Data released by oilcareers.com this week showed some 63 percent of oil industry employees working in the Middle East expected an increase, one of the highest percentages of all world regions.
Oilcareers.com invited 170,000 oil and gas professionals from 50 countries to take part in its survey which was conducted in conjunction with industry consultant Air Energi.
Some 71 percent of respondents in Asia and Australia expected contract and salary pay to rise further. In the Americas the figure was 56 percent, and in the former Soviet Union and the Caspian it was 60 percent. Some 63 percent expected an increase in the Middle East.

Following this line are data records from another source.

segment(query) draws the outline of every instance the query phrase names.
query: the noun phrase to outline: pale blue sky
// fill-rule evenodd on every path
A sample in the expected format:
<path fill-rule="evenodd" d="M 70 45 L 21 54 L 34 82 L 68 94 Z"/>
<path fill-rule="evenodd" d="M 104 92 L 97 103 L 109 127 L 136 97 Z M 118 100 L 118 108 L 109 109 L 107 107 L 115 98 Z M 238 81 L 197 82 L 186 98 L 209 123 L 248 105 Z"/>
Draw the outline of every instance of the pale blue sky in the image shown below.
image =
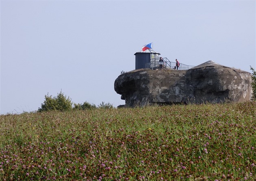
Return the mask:
<path fill-rule="evenodd" d="M 1 0 L 1 114 L 37 110 L 61 90 L 76 103 L 124 104 L 114 89 L 153 42 L 171 61 L 255 68 L 255 1 Z"/>

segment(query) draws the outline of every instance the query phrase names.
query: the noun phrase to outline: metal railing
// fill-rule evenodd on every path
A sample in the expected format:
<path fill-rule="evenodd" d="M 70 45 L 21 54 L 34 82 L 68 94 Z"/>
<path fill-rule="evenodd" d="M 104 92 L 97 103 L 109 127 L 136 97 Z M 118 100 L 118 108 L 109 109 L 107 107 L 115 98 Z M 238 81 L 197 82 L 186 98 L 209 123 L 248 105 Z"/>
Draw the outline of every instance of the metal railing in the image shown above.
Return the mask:
<path fill-rule="evenodd" d="M 161 64 L 161 62 L 159 62 L 160 58 L 151 59 L 150 62 L 146 64 L 146 68 L 152 70 L 176 69 L 179 70 L 186 70 L 195 67 L 192 65 L 187 65 L 180 62 L 180 67 L 177 69 L 176 67 L 176 62 L 170 62 L 167 58 L 164 58 L 163 59 L 163 62 L 162 65 Z"/>

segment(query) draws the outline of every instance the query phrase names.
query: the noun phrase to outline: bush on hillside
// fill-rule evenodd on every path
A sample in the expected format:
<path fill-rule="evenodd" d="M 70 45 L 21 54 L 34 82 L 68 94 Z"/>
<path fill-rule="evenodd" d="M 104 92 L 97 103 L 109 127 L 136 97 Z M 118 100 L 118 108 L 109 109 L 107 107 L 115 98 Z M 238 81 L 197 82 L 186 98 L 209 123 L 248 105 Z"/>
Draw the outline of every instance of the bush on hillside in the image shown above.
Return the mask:
<path fill-rule="evenodd" d="M 45 100 L 43 103 L 41 104 L 41 108 L 38 108 L 38 111 L 48 111 L 51 110 L 59 110 L 65 111 L 72 109 L 72 103 L 69 97 L 67 98 L 66 95 L 61 91 L 57 97 L 52 97 L 48 94 L 45 96 Z"/>
<path fill-rule="evenodd" d="M 114 108 L 114 106 L 111 104 L 109 103 L 105 103 L 102 101 L 99 105 L 98 106 L 98 107 L 100 108 L 103 109 L 111 109 Z"/>
<path fill-rule="evenodd" d="M 256 101 L 256 71 L 251 66 L 251 70 L 252 71 L 252 99 Z"/>
<path fill-rule="evenodd" d="M 96 108 L 96 106 L 95 104 L 91 104 L 86 101 L 84 102 L 82 104 L 78 103 L 77 104 L 74 104 L 74 109 L 77 109 L 78 110 L 85 110 L 87 109 L 91 109 Z"/>

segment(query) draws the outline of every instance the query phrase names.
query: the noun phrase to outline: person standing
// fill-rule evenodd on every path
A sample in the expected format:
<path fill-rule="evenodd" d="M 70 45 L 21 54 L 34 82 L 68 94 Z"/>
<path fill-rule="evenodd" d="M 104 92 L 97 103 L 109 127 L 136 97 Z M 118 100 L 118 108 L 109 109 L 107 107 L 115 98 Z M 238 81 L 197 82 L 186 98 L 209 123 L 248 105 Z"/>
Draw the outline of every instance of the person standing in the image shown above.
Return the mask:
<path fill-rule="evenodd" d="M 174 67 L 174 69 L 176 69 L 178 70 L 178 68 L 180 67 L 180 62 L 179 61 L 176 59 L 176 66 Z"/>
<path fill-rule="evenodd" d="M 163 68 L 163 60 L 161 57 L 160 57 L 160 60 L 159 60 L 159 68 L 160 69 Z"/>

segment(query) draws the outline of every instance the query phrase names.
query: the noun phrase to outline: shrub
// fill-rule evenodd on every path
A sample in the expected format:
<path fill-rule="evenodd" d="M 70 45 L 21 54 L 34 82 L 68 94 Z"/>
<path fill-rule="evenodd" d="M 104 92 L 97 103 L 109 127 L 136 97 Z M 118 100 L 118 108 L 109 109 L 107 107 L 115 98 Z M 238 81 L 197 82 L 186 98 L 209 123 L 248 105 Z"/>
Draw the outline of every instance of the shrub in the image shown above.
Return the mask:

The labour market looked calmer in Africa and Europe, with 47 percent in both regions expecting a rise, although only 8 percent predicted a fall in Europe and 15 percent saw a downturn in Africa.
The survey also found Europe lagging other regions when it comes to the training that is crucial to maintaining a future supply of skilled workers.

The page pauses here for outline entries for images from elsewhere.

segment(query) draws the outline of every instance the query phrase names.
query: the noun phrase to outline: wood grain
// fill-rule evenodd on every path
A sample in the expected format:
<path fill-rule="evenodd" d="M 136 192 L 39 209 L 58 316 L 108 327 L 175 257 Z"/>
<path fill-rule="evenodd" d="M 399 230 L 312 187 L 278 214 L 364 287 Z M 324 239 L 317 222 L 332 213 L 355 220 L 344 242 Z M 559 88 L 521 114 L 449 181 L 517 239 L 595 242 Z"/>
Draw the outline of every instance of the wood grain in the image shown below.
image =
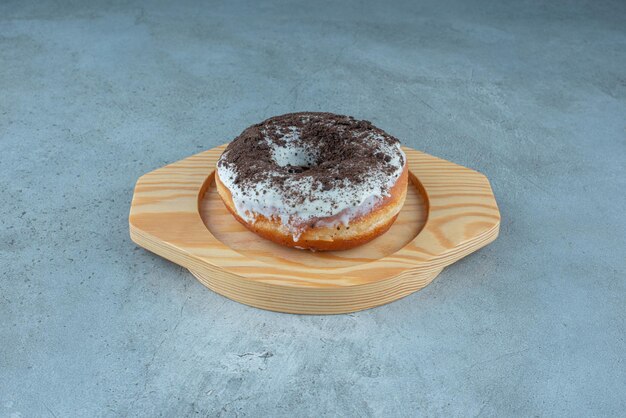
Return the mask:
<path fill-rule="evenodd" d="M 349 251 L 309 253 L 254 235 L 228 214 L 214 148 L 142 176 L 129 217 L 138 245 L 233 300 L 281 312 L 352 312 L 426 286 L 447 265 L 493 241 L 500 214 L 482 174 L 405 148 L 407 202 L 383 236 Z"/>

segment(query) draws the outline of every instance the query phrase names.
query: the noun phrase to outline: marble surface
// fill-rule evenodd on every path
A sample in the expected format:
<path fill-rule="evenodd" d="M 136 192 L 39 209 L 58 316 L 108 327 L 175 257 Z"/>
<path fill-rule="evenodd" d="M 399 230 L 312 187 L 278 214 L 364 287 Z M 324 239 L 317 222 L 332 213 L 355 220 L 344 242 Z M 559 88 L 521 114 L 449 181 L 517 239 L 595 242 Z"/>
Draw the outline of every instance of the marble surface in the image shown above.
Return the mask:
<path fill-rule="evenodd" d="M 0 3 L 0 416 L 623 416 L 626 3 Z M 485 173 L 499 239 L 339 316 L 128 236 L 135 180 L 266 117 Z"/>

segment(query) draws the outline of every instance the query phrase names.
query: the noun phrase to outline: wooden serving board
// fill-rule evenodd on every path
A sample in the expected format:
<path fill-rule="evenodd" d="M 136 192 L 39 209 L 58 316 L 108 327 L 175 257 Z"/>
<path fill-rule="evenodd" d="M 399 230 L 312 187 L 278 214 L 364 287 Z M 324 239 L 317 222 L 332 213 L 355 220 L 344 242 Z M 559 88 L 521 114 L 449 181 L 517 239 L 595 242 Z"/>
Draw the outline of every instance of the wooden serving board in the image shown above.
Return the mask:
<path fill-rule="evenodd" d="M 214 172 L 224 147 L 140 177 L 130 236 L 247 305 L 302 314 L 372 308 L 423 288 L 498 236 L 500 213 L 484 175 L 404 148 L 409 190 L 387 233 L 348 251 L 281 247 L 245 229 L 221 202 Z"/>

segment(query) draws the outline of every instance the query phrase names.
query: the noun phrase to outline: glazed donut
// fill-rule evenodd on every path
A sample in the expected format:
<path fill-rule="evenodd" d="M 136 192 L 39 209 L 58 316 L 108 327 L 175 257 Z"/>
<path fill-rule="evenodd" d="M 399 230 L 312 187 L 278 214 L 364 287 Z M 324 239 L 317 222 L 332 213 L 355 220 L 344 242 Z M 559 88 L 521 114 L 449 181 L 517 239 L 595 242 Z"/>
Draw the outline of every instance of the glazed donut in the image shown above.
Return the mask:
<path fill-rule="evenodd" d="M 220 156 L 215 184 L 226 208 L 256 234 L 328 251 L 387 231 L 407 178 L 393 136 L 350 116 L 303 112 L 243 131 Z"/>

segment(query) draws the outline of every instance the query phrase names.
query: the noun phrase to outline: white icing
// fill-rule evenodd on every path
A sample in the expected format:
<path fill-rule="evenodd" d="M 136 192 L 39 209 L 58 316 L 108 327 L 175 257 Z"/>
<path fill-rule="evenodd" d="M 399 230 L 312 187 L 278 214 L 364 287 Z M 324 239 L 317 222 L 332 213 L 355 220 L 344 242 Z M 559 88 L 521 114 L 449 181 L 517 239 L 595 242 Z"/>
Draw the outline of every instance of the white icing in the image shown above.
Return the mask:
<path fill-rule="evenodd" d="M 269 141 L 267 136 L 266 140 L 271 147 L 272 158 L 279 166 L 310 166 L 315 163 L 314 150 L 299 141 L 297 128 L 290 127 L 288 132 L 283 130 L 278 133 L 283 135 L 281 139 L 285 142 L 284 146 Z M 371 142 L 379 152 L 391 158 L 388 163 L 394 169 L 391 175 L 373 167 L 365 181 L 356 184 L 344 179 L 341 187 L 330 190 L 316 187 L 313 179 L 307 176 L 288 178 L 284 190 L 274 187 L 269 178 L 252 186 L 248 184 L 242 187 L 241 183 L 235 183 L 237 174 L 231 164 L 218 164 L 218 175 L 230 190 L 239 216 L 247 222 L 254 222 L 257 215 L 263 215 L 268 219 L 280 219 L 281 224 L 297 242 L 304 231 L 303 225 L 315 221 L 315 225 L 319 226 L 349 226 L 352 219 L 370 212 L 377 203 L 389 195 L 389 190 L 402 174 L 406 156 L 399 144 L 389 144 L 379 134 L 372 133 L 362 140 Z M 227 152 L 221 158 L 226 155 Z M 341 167 L 337 167 L 337 172 L 341 173 Z M 269 177 L 273 176 L 278 174 L 269 173 Z M 304 201 L 294 201 L 293 196 L 289 196 L 289 190 L 300 191 L 301 195 L 306 196 Z"/>

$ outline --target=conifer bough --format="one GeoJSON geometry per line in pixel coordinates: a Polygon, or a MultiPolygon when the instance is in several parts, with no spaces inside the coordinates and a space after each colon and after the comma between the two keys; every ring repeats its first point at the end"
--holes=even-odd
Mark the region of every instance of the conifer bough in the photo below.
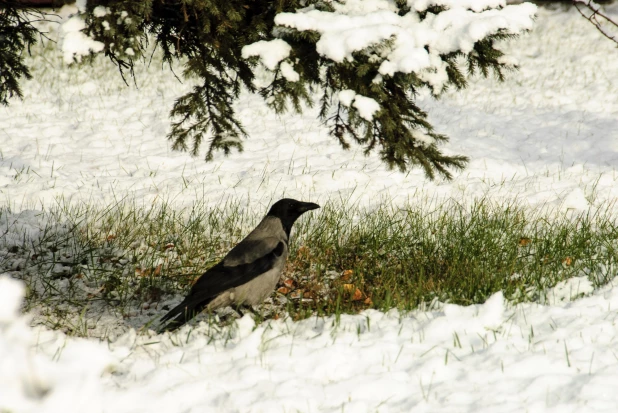
{"type": "Polygon", "coordinates": [[[344,148],[379,152],[391,168],[420,166],[428,178],[466,165],[439,144],[416,104],[427,87],[439,96],[467,76],[499,80],[516,68],[496,41],[532,28],[536,7],[506,0],[88,0],[82,30],[123,78],[149,42],[165,62],[185,62],[198,79],[171,110],[177,150],[242,150],[247,132],[233,104],[243,88],[277,113],[319,105],[319,117],[344,148]],[[256,76],[261,72],[260,76],[256,76]],[[259,79],[259,81],[258,81],[259,79]]]}

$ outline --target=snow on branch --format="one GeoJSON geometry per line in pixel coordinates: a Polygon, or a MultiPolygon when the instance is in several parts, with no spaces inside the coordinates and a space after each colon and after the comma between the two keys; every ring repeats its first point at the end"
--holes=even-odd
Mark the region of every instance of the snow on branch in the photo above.
{"type": "Polygon", "coordinates": [[[618,34],[610,30],[611,26],[614,26],[614,30],[618,29],[618,22],[605,14],[599,4],[592,0],[573,0],[573,4],[579,14],[592,23],[603,36],[618,44],[618,34]],[[590,13],[586,14],[579,6],[580,4],[583,4],[590,13]]]}
{"type": "MultiPolygon", "coordinates": [[[[533,4],[507,6],[505,0],[408,0],[410,9],[405,14],[387,0],[333,1],[329,5],[332,11],[307,7],[280,13],[275,24],[282,32],[317,33],[316,51],[334,63],[354,63],[355,53],[370,55],[380,63],[378,80],[415,73],[436,94],[449,81],[444,55],[470,54],[488,36],[529,30],[536,13],[533,4]],[[430,7],[441,9],[433,14],[430,7]]],[[[243,57],[259,56],[270,70],[289,54],[290,46],[280,39],[243,48],[243,57]]],[[[296,80],[295,74],[288,78],[296,80]]]]}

Executives at the Offshore Northern Seas conference said finding the right talent to keep the industry healthy was becoming a huge headache, especially in North America where the shale gas boom has taken off.
"There are not enough people in the US to fuel this beast," said Robert Potter, vice president of FMC Technologies, a manufacturer of drilling equipment.
"Being able to bring the labour on board to support what we see in the future - that is what keeps me awake at night. That is the biggest challenge we face."
Oil and gas recently overtook the troubled banking sector as Britain's best paid industry with average pay of £64,000 ($101,000), oilcareers.com said, adding the hydrocarbons sector needed to improve its image among students.
Meanwhile in Norway, where rates for locals are the highest in the world, according to a February survey by employment group Hays, on average an oil worker earns $180,300.
The shortage is such that the population of industry workers is ageing fast, according to Mark Guest, managing director of oilcareers.com "Skilled engineers are being dragged back into the industry and retirements deferred," he said. "It is a very, very competitive market."
The new survey suggested the trends outlined in the Hays February data were intact.
Hays said that from over 14,000 respondents among the industry's employees, almost 50 per cent won rises of more than 5 per cent to their salary, compared with just under 30 percent in its 2011 survey.